Die Schönheit der Natur genießen, sich bewegen und dabei gutes Wetter erleben – Wandern kann den Urlaub ideal abrunden. Aber ohne ausreichende Ausdauer kann der Anstieg eine Tortur werden. Eine korrekte Atemtechnik kann jedoch Abhilfe schaffen.
Wenn der Gedanke an eine bevorstehende Wandertour eher Besorgnis statt Vorfreude weckt, und die Angst vor einem anstrengenden Aufstieg überwiegt, sollte man möglicherweise seine Atemtechnik überdenken. Oft liegt das Problem nicht an mangelnder Kondition, sondern an einer ineffizienten Atmung. Die erfahrene Bergsteigerin Alix von Melle erklärt: „Unsere Leistungsfähigkeit beim Bergsteigen hängt auch von unserer Atemtechnik ab,“ wobei sie besonders die Bedeutung der Einatmung betont, durch die der notwendige Sauerstoff für mehr Energie beim Aufstieg aufgenommen wird.
Richtige Atemtechnik beim Bergsteigen
Alix von Melle rät dazu, durch die Nase zu atmen, statt durch den Mund. Die Nasenatmung ist nachweislich effektiver: Sie führt zu einer zehn bis 15 Prozent höheren Sauerstoffsättigung im Blut. Außerdem ermöglicht sie eine bessere Kontrolle der Atemgeschwindigkeit, was besonders beim Wandern hilfreich ist, um nicht zu schnell außer Atem zu geraten. Ein zusätzlicher Vorteil der Nasenatmung ist das Filtern von Staubpartikeln und Bakterien aus der Atemluft.
Hinweis: Bei hoher körperlicher Anstrengung kann diese Atemtechnik allerdings herausfordernd sein und erfordert gezieltes Training. Sie kann während leichterer Aktivitäten wie Spaziergängen, Joggen oder Yoga geübt und dann auf Wanderungen weiter angewendet und verbessert werden.
Schritt für Schritt: Atemtechnik beim Wandern
Ein guter Ansatz zur Verbesserung der Nasenatmung kann das Einhalten eines Schrittrhythmus sein. Wichtig ist, dass der Atem dem Schritt folgt und nicht umgekehrt. Beim Wandern sollte man einen Schritt beim Einatmen durch die Nase machen und beim nächsten Schritt ausatmen. Wenn der Atem zu schnell wird, sollte das Tempo gedrosselt und kleinere Schritte gemacht werden.

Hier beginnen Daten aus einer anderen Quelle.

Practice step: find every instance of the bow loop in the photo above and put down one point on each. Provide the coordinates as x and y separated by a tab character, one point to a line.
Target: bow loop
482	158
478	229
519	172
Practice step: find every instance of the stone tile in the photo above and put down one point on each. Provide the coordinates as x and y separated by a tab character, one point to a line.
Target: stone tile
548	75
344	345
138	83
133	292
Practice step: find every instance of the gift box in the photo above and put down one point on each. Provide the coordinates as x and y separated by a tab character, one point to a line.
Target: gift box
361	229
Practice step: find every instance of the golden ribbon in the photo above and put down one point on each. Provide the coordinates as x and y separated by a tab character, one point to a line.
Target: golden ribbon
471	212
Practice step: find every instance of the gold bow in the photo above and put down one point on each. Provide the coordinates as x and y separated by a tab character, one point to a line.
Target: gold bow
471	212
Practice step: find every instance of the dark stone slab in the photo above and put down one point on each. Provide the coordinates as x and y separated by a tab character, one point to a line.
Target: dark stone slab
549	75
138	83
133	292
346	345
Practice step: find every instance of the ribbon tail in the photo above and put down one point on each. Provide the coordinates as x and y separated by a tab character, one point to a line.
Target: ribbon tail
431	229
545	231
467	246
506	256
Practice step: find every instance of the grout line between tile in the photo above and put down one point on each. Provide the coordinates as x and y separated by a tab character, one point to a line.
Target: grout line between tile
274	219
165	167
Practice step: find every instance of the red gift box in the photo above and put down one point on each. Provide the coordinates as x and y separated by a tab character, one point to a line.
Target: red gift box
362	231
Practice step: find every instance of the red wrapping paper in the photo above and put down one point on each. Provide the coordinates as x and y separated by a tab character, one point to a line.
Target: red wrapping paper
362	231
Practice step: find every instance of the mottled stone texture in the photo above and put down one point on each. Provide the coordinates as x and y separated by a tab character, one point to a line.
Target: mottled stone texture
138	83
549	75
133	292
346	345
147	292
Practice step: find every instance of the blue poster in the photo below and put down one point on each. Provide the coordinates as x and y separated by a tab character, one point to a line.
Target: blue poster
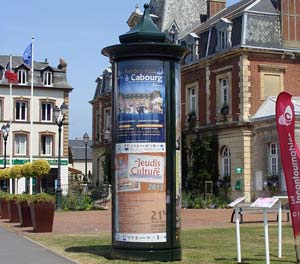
140	102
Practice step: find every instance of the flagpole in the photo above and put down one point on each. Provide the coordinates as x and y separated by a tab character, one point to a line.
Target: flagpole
10	120
296	250
31	111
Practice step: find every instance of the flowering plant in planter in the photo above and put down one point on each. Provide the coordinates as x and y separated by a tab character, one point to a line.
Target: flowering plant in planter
42	212
40	168
24	210
271	184
16	173
3	205
12	206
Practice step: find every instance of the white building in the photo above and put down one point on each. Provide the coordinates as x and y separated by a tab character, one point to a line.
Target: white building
33	132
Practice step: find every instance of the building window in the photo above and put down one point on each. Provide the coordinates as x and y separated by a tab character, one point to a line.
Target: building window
2	73
46	112
192	99
47	78
224	85
97	124
21	111
224	28
107	118
271	80
20	144
46	145
226	162
273	158
22	76
222	37
1	109
223	94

Dies erlaubt eine individuelle Anpassung des Tempos an die eigenen Bedürfnisse. Mit zunehmender Kondition kann der Atemrhythmus dann an das Schritttempo angepasst werden.
Tipp: Bis zu einer Höhe von etwa 5000 Metern kann man die Atmung bei geschlossenem Mund und in einfachem Gelände noch gut kontrollieren. In extremeren Höhen oder schwierigerem Terrain ist die Nasenatmung jedoch deutlich von Vorteil.
Tipp „Atem-Sweetspot“: Was ist das?
Um die Nasenatmung beim Bergaufgehen effektiv zu nutzen, ist es hilfreich, den eigenen „Atem-Sweetspot“ zu finden:
- Beginnen Sie mit einem moderaten Tempo und atmen Sie etwa 15 Minuten lang nur durch die Nase.
- Steigern Sie dann das Tempo schrittweise, bis Sie spüren, dass Sie zum Atmen den Mund öffnen müssen, um genügend Luft zu bekommen.
- Reduzieren Sie das Tempo leicht, bis Sie den Punkt erreichen, an dem Sie möglichst schnell gehen können, während Sie weiterhin ausschließlich durch die Nase atmen.
So entwickeln Sie ein Gefühl dafür, bei welcher Intensität und welchem Tempo die reine Nasenatmung möglich ist. Mit Geduld und gezieltem Training lässt sich die Nasenatmung auch beim Sport effektiv nutzen.